Effectiveness of Adipose Tissue Derived Mesenchymal Stem Cells as Osteogenic Component in Composite Grafts (ROBUST)

September 16, 2014 updated by: University Hospital, Basel, Switzerland

Effectiveness of Adipose Tissue Derived Mesenchymal Stem Cells as Osteogenic Component in Composite Grafts Versus Acellular Bone Graft Substitutes for Augmentation in the Treatment of Proximal Humeral Fractures as Model for Fractures of Osteoporotic Bone - a Prospective Randomized First in Men Proof of Principle Trial

Failure rates of up to 30% are reported after proximal humeral fractures despite angular-stable devices. This may devastate not only the functional outcome but also the independence of elderly patients.
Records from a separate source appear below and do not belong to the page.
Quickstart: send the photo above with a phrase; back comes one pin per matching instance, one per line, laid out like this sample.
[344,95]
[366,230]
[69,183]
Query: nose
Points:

To increase bone mineral density and thereby holding-strength augmentation is an option. Autologous bone-graft, as current gold-standard, though is questionable in osteoporosis since osteoprogenitors are dysfunctional and the harvesting-morbidity considerable. Adipose tissue seems an alternative cell-source even in presence of osteoporosis.

Stromal vascular fraction (SVF) cells isolated from lipoaspirates display osteogenic and vasculogenic potential and can be harvested in high numbers. Expansion associated with costly good-manufacturers-practice facilities is avoidable, so are repeated interventions. These cells have been successfully used to generate osteogenic composite grafts with intrinsic vascularity in preclinical models.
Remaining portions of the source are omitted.